The big breaker there was that, even when supported by the chipset, older boards required newer BIOSes to support newer generations of CPUs. Thus the only way to make an old board work with a newer CPU was to flash it with a newer BIOS, which in turn required a working CPU to begin with – a catch 22 situation that ultimately resulted in AMD developing a loaner kit program which rented out older AM4 CPUs that customers could use to flash their older boards if they didn’t already have a new CPU for it (e.g. they just bought it off the shelf).
Ultimately, the more elegant solution to the problem is to allow BIOS flashing without a working CPU (or BIOS), which does an end-run around the whole problem. That exists today in the form of USB BIOS Flashback features; however flashback has been a motherboard-level feature that’s normally only found on select high-end motherboards and has to be implemented by the motherboard vendor itself. So for the AM4 generation, it was not a universal (or even widely available) option.
For the AM5 platform, AMD is taking matters into their own hands to make USB BIOS Flashback a universal feature. Ryzen 7000 chips will be able to support USB BIOS Flashback mode across the board and regardless of the BIOS currently installed. As a result, users will always be able to flash an updated BIOS to their AM5 boards, regardless of the CPUs supported by or the operational status of the current motherboard.

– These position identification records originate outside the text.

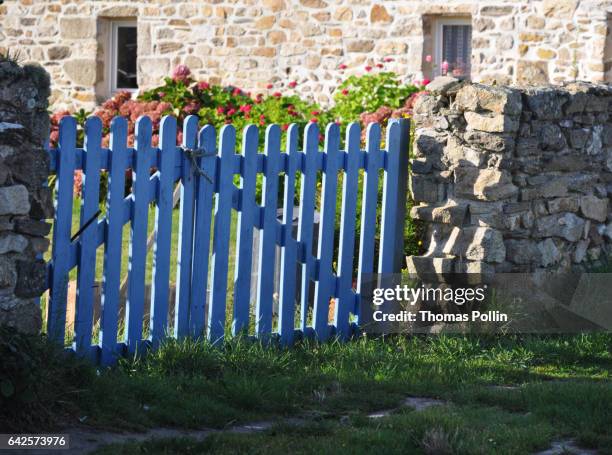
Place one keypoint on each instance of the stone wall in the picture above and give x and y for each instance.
(25, 201)
(511, 179)
(250, 43)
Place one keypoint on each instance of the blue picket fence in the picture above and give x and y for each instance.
(205, 172)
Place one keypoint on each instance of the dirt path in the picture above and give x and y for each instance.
(84, 440)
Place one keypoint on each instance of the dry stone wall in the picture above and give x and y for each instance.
(251, 43)
(510, 179)
(25, 200)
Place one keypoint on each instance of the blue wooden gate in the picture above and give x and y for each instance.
(204, 170)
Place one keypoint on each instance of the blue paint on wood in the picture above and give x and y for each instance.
(83, 320)
(369, 203)
(134, 306)
(112, 250)
(244, 231)
(203, 221)
(58, 295)
(163, 231)
(308, 188)
(286, 321)
(350, 183)
(267, 244)
(222, 226)
(325, 286)
(185, 234)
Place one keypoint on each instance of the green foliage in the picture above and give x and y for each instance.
(367, 93)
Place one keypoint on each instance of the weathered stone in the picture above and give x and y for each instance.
(442, 84)
(31, 278)
(476, 97)
(594, 208)
(551, 137)
(8, 274)
(549, 253)
(81, 71)
(523, 252)
(425, 189)
(12, 243)
(58, 52)
(566, 225)
(477, 244)
(14, 200)
(532, 73)
(450, 213)
(563, 204)
(77, 27)
(483, 184)
(360, 46)
(379, 14)
(498, 123)
(490, 141)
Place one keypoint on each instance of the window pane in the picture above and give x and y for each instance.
(457, 49)
(126, 57)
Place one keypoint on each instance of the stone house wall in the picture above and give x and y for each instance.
(250, 43)
(512, 180)
(25, 200)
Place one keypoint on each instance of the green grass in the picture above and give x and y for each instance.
(563, 391)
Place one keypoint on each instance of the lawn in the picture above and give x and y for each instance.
(553, 388)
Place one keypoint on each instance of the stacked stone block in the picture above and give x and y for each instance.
(25, 201)
(251, 43)
(512, 180)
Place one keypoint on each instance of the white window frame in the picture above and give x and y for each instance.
(114, 28)
(439, 36)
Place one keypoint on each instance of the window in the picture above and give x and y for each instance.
(123, 53)
(453, 47)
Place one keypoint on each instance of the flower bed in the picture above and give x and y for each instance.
(372, 97)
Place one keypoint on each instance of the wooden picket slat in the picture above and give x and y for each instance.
(185, 234)
(114, 232)
(368, 204)
(350, 185)
(221, 232)
(325, 286)
(286, 322)
(267, 236)
(205, 190)
(134, 306)
(160, 287)
(244, 230)
(308, 188)
(56, 322)
(83, 320)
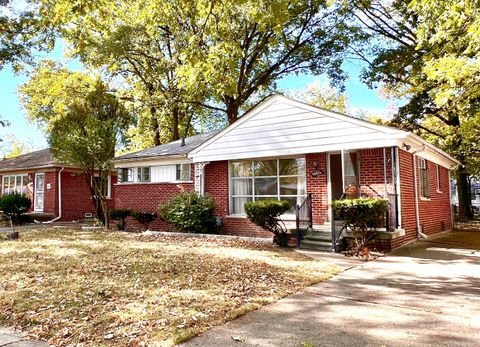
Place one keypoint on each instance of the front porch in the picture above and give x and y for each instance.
(322, 177)
(343, 174)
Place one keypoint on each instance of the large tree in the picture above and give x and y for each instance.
(428, 53)
(193, 60)
(83, 121)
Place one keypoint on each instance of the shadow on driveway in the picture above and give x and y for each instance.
(427, 293)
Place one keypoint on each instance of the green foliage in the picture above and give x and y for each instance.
(266, 214)
(83, 120)
(14, 205)
(363, 216)
(427, 52)
(120, 215)
(190, 212)
(323, 96)
(145, 218)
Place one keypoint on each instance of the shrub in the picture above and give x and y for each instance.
(120, 215)
(266, 214)
(14, 205)
(363, 216)
(189, 212)
(144, 218)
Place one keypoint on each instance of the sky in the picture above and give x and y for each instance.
(359, 98)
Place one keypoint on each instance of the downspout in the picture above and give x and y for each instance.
(415, 185)
(59, 185)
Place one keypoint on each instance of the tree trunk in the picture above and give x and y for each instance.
(155, 126)
(464, 194)
(175, 124)
(233, 107)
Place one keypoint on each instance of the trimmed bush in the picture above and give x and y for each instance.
(363, 216)
(120, 215)
(189, 212)
(145, 218)
(14, 205)
(266, 214)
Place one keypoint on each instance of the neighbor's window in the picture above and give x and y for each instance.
(278, 179)
(107, 188)
(143, 174)
(15, 184)
(437, 176)
(424, 179)
(183, 172)
(126, 175)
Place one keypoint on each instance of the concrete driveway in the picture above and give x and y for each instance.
(425, 294)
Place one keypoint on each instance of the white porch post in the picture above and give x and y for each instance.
(200, 177)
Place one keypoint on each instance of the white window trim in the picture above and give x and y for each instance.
(437, 178)
(138, 174)
(182, 171)
(230, 180)
(137, 168)
(15, 182)
(109, 185)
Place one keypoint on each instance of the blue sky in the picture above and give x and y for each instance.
(359, 96)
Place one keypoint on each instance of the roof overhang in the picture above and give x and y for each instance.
(151, 161)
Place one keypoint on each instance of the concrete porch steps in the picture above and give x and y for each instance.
(319, 238)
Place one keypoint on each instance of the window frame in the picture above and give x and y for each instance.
(23, 188)
(437, 178)
(179, 172)
(278, 177)
(109, 185)
(424, 178)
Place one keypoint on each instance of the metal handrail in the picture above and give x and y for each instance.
(304, 217)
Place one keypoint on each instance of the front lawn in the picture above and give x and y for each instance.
(99, 288)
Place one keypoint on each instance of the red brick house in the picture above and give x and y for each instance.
(284, 149)
(58, 192)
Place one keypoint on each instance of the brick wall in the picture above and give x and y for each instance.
(216, 184)
(145, 198)
(317, 185)
(435, 212)
(372, 169)
(76, 196)
(50, 195)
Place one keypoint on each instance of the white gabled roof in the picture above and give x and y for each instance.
(280, 126)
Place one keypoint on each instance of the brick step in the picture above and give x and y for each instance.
(318, 236)
(316, 245)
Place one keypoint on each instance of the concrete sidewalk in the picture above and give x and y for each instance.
(425, 294)
(11, 338)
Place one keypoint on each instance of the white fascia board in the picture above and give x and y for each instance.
(346, 118)
(151, 162)
(390, 132)
(275, 152)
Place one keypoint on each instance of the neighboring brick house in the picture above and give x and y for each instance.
(58, 192)
(284, 149)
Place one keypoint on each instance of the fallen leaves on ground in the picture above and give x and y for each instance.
(98, 288)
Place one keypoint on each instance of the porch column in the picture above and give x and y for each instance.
(200, 177)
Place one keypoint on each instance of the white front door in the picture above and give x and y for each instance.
(39, 192)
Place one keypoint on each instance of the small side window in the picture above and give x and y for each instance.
(183, 172)
(143, 174)
(424, 178)
(439, 186)
(125, 175)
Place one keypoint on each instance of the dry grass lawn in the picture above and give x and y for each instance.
(98, 288)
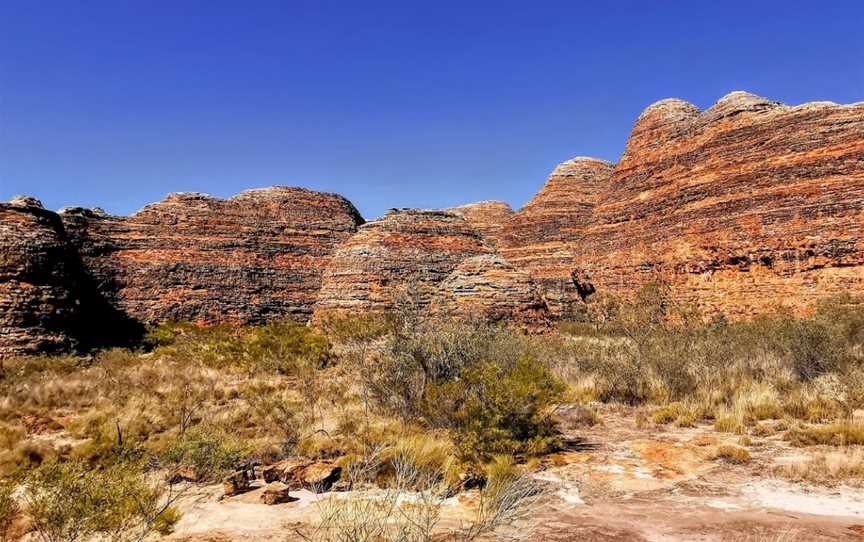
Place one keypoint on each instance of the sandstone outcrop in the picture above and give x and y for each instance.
(400, 258)
(251, 258)
(488, 287)
(39, 297)
(488, 217)
(540, 238)
(740, 208)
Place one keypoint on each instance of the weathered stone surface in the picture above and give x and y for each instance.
(487, 216)
(540, 238)
(403, 255)
(39, 298)
(237, 482)
(748, 205)
(277, 495)
(248, 259)
(488, 287)
(316, 476)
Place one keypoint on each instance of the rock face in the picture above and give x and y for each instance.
(399, 258)
(487, 216)
(488, 287)
(39, 298)
(541, 238)
(739, 208)
(742, 207)
(251, 258)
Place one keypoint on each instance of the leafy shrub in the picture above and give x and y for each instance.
(279, 347)
(496, 410)
(211, 452)
(71, 501)
(165, 522)
(9, 509)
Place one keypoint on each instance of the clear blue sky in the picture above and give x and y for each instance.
(392, 104)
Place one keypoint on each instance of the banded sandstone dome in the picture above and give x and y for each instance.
(740, 207)
(251, 258)
(403, 255)
(38, 282)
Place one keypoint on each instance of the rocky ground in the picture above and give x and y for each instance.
(619, 480)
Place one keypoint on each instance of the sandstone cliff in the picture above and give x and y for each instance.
(397, 259)
(489, 288)
(39, 298)
(745, 206)
(742, 207)
(488, 217)
(540, 238)
(248, 259)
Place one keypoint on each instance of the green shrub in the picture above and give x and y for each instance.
(71, 501)
(211, 452)
(280, 347)
(495, 410)
(165, 522)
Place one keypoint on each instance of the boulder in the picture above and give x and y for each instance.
(277, 495)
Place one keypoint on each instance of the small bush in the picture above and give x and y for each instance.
(279, 347)
(499, 411)
(669, 413)
(9, 509)
(165, 522)
(71, 501)
(211, 452)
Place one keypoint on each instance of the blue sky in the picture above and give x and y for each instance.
(392, 104)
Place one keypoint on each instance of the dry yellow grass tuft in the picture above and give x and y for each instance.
(826, 468)
(841, 433)
(732, 454)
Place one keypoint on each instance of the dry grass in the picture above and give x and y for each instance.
(839, 466)
(731, 453)
(841, 433)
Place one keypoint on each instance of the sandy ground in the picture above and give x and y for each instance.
(616, 482)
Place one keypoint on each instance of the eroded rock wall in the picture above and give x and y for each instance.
(39, 298)
(541, 238)
(398, 259)
(251, 258)
(487, 216)
(488, 287)
(744, 207)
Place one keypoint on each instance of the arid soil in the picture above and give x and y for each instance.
(618, 480)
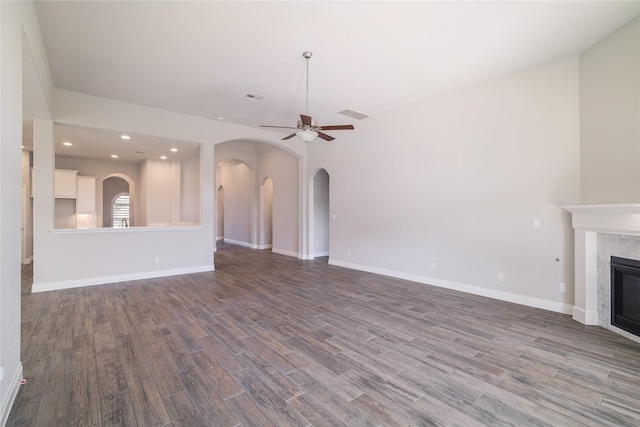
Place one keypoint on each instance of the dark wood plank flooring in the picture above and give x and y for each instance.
(269, 340)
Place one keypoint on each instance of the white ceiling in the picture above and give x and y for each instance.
(101, 144)
(203, 57)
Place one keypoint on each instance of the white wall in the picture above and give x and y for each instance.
(190, 190)
(100, 169)
(610, 118)
(18, 22)
(321, 213)
(457, 181)
(282, 168)
(158, 192)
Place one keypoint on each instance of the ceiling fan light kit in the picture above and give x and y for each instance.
(308, 128)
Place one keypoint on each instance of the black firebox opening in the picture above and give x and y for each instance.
(625, 294)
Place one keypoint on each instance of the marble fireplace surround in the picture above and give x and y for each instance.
(588, 222)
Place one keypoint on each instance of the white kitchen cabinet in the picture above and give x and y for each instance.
(86, 200)
(66, 184)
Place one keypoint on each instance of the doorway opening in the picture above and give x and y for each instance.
(321, 214)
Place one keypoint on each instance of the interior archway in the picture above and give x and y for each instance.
(266, 214)
(113, 186)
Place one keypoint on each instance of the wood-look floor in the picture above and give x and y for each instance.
(269, 340)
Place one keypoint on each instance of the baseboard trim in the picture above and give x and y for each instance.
(10, 397)
(544, 304)
(283, 252)
(584, 317)
(92, 281)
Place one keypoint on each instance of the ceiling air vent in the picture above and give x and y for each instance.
(353, 114)
(254, 97)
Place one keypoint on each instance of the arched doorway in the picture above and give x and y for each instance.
(320, 214)
(236, 202)
(118, 196)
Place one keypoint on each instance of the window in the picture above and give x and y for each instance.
(120, 211)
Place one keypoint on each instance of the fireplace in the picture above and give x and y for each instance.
(625, 294)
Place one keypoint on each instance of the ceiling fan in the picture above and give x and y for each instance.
(308, 129)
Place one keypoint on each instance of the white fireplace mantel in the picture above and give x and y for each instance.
(588, 221)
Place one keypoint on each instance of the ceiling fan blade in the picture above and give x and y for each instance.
(306, 120)
(337, 127)
(325, 136)
(279, 127)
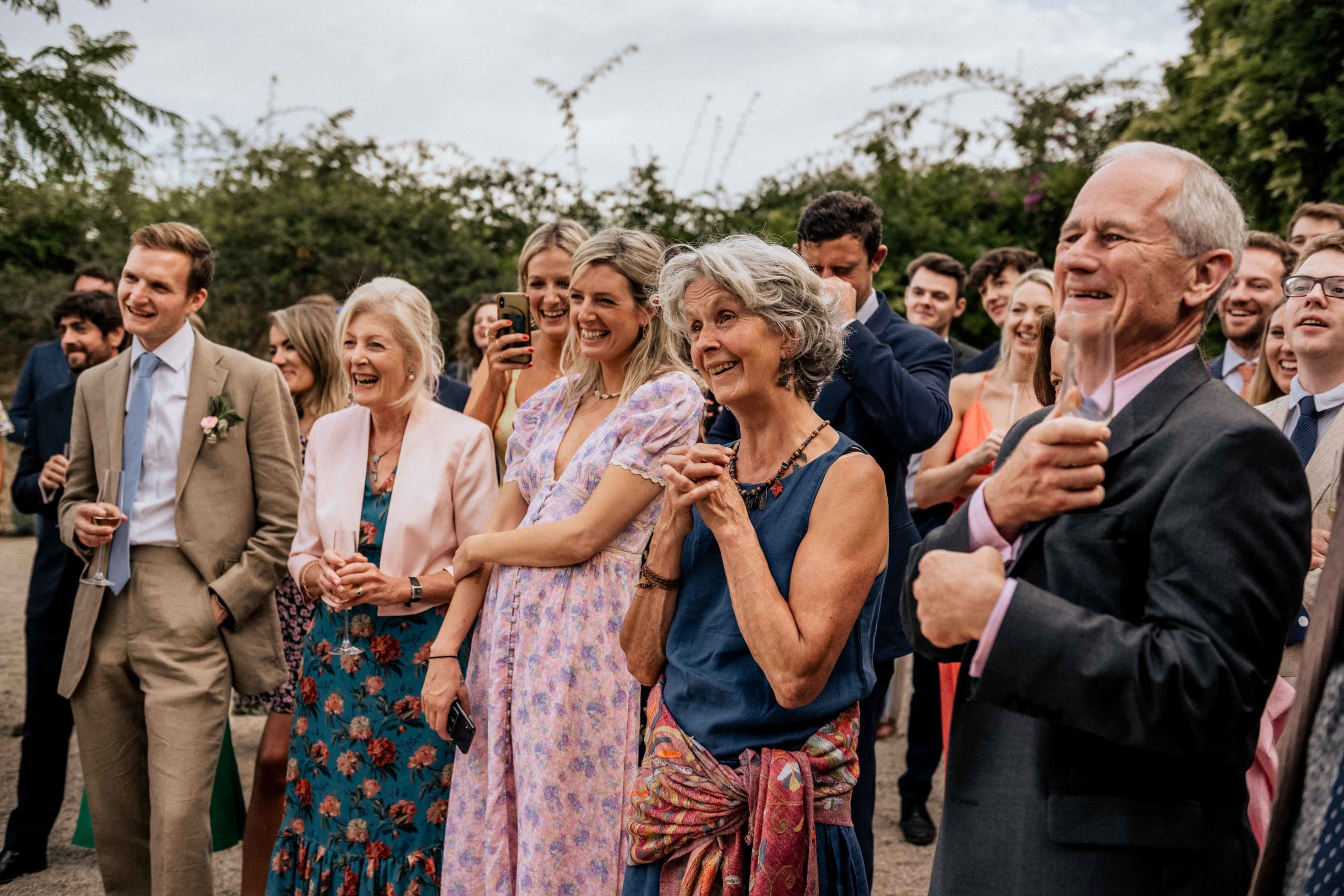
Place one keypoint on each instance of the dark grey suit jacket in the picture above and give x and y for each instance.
(1104, 751)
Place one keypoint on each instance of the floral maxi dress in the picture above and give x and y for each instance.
(537, 805)
(369, 781)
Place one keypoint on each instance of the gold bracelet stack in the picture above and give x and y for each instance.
(651, 579)
(303, 582)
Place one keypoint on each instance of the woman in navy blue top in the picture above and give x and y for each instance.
(757, 602)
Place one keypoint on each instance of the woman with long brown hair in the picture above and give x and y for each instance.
(301, 344)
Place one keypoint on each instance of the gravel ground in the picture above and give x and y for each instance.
(902, 870)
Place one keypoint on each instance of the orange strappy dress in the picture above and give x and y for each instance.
(976, 428)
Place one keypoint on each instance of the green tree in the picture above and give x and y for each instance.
(62, 109)
(1261, 97)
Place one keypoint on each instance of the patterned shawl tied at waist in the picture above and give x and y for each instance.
(702, 817)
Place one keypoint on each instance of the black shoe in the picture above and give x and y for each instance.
(916, 824)
(15, 864)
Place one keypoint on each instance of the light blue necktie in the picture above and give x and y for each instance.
(132, 455)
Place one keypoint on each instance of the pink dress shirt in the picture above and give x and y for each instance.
(983, 531)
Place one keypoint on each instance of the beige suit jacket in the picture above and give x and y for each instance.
(236, 510)
(1323, 477)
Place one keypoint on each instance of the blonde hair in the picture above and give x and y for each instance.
(311, 328)
(414, 321)
(637, 257)
(1035, 276)
(566, 234)
(182, 238)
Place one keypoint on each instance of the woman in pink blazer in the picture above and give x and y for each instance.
(369, 781)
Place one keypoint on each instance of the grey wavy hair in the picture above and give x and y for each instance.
(774, 285)
(1205, 215)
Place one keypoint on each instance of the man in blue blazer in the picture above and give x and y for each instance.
(90, 333)
(890, 395)
(45, 370)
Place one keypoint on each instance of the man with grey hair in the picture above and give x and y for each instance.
(1120, 610)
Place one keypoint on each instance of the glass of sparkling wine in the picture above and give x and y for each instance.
(344, 543)
(109, 493)
(1089, 386)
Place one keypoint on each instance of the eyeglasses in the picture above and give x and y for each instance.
(1300, 285)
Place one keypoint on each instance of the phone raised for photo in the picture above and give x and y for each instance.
(518, 311)
(460, 727)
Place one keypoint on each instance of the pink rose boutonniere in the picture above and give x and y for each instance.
(219, 417)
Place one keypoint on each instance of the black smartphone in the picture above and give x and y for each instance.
(460, 727)
(518, 311)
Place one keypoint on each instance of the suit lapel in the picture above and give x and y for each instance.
(1139, 419)
(207, 379)
(114, 409)
(1324, 467)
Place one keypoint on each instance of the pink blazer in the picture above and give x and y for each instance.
(445, 489)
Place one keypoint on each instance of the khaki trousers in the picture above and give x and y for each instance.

The net impact is that when AMD releases future chips on the AM5 platform – say, a Zen 5 chip in 2024 – it will be possible to install a compatible BIOS without first having to use a Zen 4 chip. Though this does assume, of course, that Zen 5 chips will work in current X/B-600 series boards, which is likely but should not be taken as a given. Otherwise, this change also offers a moderate improvement to the reliability of the AM5 platform, by making it so that the BIOS on any board can be restored should it end up corrupted for whatever reason.